Amidst the many midterm post-mortems that emerged this week, this one at Slate confused me a bit. There, William Saletan argues that the messages that Republicans used to craft their recent victories were those concentrating on economic equality. Mentioning such issues as poverty; the disparate effect of the economy on minorities; gender discrimination in pay; and the problems with under- and part-time employment, income equality and the minimum wage, Saletan highlights Republican candidates who brought these concerns to the fore during their recent campaigns.
As a piece of writing, the column is somewhat unclear. After introducing the essay by claiming that the GOP has "embrac[ed] ideas and standards that came from the left," Saletan confusingly concludes by acknowledging that "Republicans haven't become liberals." Moreover, the examples he gives generally concern specific making arguments based on partisan advantage or local concerns; they hardly constitute a widespread trend among conservatives. His overall point emerges only at the very end: that even if Republicans are using specific economic issues only to beat up Democrats at election time, "those benchmarks endure."
But I, for one, do not share the perception that such "benchmarks" have been particularly central to the current political moment. My own impression is closer to that of the New York Times editorial board, who writes that "Republicans ran on no message except that Mr. Obama was always wrong." Yet the Democrats also lacked a strong economic message, as Greg Sargent pointed out in the Washington Post. Most of the economic issues that Democrats did focus on this cycle, like raising the minimum wage and helping out those who are paying back student loans, tend to address problems unique to specific groups. Voters, he claims, have not heard a "comprehensive message about how Democrats would move the economy forward." John Judis made a similar point on the website of he New Republic. Because wages have failed to rise and wealth has stagnated for those on the bottom, "even someone who has a job is likely to feel insecure and anxious, and to worry that the economy could go down again, and throw them out of work. Or these voters become concerned with taxes, which they see as eating away from their stagnant income." Democrats, he argues, have had little to offer these voters.

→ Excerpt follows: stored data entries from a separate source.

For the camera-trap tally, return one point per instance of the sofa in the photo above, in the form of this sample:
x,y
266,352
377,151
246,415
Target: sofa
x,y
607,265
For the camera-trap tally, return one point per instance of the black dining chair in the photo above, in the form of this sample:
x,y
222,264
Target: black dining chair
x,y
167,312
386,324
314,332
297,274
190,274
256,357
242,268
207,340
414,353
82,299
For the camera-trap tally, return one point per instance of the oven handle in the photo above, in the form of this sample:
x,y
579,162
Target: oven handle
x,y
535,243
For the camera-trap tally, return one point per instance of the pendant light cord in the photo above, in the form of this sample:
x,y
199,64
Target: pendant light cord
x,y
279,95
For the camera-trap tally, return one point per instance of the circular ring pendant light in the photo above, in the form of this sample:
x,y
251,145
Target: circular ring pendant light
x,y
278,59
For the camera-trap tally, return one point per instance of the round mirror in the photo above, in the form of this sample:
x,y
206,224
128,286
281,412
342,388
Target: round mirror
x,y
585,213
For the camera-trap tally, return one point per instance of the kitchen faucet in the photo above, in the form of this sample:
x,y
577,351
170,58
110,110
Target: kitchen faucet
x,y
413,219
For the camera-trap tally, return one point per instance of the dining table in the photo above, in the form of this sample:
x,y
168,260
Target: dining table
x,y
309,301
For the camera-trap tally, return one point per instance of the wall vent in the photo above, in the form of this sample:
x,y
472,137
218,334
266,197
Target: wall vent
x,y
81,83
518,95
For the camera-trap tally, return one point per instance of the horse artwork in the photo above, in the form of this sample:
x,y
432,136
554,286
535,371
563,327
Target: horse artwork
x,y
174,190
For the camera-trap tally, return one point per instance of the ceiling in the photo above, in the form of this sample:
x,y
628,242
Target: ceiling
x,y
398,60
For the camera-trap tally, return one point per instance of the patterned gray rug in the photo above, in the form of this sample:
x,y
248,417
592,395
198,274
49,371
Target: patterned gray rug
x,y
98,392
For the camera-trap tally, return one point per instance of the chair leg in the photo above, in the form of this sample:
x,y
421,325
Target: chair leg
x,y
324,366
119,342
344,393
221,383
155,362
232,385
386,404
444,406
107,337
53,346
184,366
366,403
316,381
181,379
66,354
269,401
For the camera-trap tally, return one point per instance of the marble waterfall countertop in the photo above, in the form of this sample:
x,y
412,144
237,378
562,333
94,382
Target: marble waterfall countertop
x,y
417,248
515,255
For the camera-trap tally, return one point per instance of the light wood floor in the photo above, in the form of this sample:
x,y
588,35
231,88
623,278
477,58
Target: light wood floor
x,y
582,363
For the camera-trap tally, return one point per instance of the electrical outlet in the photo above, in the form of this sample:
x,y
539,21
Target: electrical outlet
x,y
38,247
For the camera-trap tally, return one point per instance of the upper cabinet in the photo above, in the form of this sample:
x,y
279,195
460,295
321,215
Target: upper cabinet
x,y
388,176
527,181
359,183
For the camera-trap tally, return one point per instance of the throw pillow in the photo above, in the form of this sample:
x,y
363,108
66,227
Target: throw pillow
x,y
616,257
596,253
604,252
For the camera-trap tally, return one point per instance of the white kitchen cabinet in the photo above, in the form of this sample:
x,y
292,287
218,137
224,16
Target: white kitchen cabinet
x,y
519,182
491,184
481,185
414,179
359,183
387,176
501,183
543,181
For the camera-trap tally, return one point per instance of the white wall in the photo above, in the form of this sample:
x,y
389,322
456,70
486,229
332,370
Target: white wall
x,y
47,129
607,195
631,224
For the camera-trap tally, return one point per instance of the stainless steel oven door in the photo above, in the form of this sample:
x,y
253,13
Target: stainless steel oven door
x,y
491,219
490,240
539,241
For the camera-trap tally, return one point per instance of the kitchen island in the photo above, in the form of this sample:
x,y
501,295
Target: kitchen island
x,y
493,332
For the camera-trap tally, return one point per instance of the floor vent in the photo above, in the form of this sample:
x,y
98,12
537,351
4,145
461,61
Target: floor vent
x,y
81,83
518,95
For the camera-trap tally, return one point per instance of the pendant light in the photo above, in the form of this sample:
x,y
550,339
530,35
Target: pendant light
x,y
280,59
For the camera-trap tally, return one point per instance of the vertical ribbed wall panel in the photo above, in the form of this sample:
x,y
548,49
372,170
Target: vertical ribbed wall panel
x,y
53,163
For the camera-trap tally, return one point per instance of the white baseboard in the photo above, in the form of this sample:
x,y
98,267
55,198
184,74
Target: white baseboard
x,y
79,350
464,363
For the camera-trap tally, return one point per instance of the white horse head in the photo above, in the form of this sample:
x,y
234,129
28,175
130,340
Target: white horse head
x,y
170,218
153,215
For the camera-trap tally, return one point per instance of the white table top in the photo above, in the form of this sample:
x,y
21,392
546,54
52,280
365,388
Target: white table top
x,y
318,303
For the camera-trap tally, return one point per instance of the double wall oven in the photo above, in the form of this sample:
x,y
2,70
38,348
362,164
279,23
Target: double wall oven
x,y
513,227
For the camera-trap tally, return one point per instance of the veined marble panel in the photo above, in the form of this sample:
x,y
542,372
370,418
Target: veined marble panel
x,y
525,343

From this perspective, then, neither party is doing much to address economic inequality. We are technically living through a recovery now, so perhaps the parties don't feel that there is much for them to gain on that issue. From an entirely anecdotal perspective, though, I know so many people who are unemployed, underemployed, stuck in poorly-paying positions, or working less than full-time because they simply cannot find stable or remunerative work. It's hard to believe that there are no votes to be found there.